Brief Fact Summary. Plaintiff Moore was a cancer patient at U.C.L.A. Medical Center where his doctor, over a period of several years, removed blood and other bodily fluids from Plaintiff which eventually became a “cell line” and was patented for commercial use, which aggrieved Plaintiff.

Synopsis of Rule of Law. That no action based on a theory of conversion may be prosecuted where the subject matter of the allegation are excised cells taken from Plaintiff in the course of a medical treatment; however, that an action may be based on theories of breach of fiduciary duty or lack of informed consent.

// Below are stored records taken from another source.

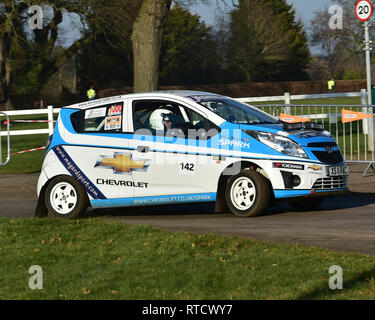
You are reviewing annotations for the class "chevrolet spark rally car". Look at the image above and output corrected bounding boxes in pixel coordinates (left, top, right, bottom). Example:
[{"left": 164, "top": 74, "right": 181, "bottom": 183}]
[{"left": 36, "top": 91, "right": 349, "bottom": 218}]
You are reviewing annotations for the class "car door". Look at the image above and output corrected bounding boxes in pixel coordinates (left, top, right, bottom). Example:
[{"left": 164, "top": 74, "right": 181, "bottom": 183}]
[
  {"left": 70, "top": 101, "right": 134, "bottom": 199},
  {"left": 127, "top": 99, "right": 222, "bottom": 202}
]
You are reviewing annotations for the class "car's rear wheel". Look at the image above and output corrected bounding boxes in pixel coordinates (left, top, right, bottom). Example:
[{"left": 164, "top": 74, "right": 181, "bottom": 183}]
[
  {"left": 225, "top": 170, "right": 270, "bottom": 217},
  {"left": 45, "top": 176, "right": 89, "bottom": 219}
]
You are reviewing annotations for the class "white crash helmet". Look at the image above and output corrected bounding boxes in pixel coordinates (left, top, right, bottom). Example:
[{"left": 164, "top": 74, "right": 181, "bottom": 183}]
[{"left": 149, "top": 109, "right": 172, "bottom": 130}]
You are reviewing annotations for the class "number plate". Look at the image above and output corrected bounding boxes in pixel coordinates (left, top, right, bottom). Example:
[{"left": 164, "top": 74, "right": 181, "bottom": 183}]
[{"left": 328, "top": 165, "right": 349, "bottom": 177}]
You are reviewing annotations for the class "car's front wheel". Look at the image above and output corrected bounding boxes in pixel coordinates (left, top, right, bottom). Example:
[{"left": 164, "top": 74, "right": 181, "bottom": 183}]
[
  {"left": 45, "top": 176, "right": 89, "bottom": 219},
  {"left": 225, "top": 170, "right": 270, "bottom": 217}
]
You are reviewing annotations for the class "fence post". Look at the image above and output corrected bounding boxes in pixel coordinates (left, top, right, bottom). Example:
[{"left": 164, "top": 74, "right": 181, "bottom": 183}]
[
  {"left": 365, "top": 102, "right": 375, "bottom": 152},
  {"left": 284, "top": 92, "right": 290, "bottom": 114},
  {"left": 48, "top": 106, "right": 53, "bottom": 135},
  {"left": 361, "top": 89, "right": 368, "bottom": 134}
]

Facts. Plaintiff Moore was treated by Defendant Golde at Defendant U.C.L.A. Medical Center for hairy-cell leukemia . This treatment course occurred between October 1976 and September 1983, and included several instances where Defendant Golde removed blood, bone marrow aspirate and several other bodily substances. In August of 1979, Defendant Golde established a “cell line” from the matter taken from Plaintiff’s body. Thereafter, on January 30, 1981, Defendant Regents of University of California applied for a patent on the cell line. On March 20, 1984, the patent issued and named Defendants Golde and Quan (a researcher at U.C.L.A.) as the inventors and the Defendant Regents as the assignee. Defendants Genetics Institute Inc., and Sandoz Pharmaceuticals were added due to their subsequent investments in the cell line. Moore brought suit alleging conversion of his bodily fluids had occurred by the Defendants.

Issue. Did the Plaintiff retain an ownership interest in the excised cells and matter such that he may prosecute the Defendants for conversion?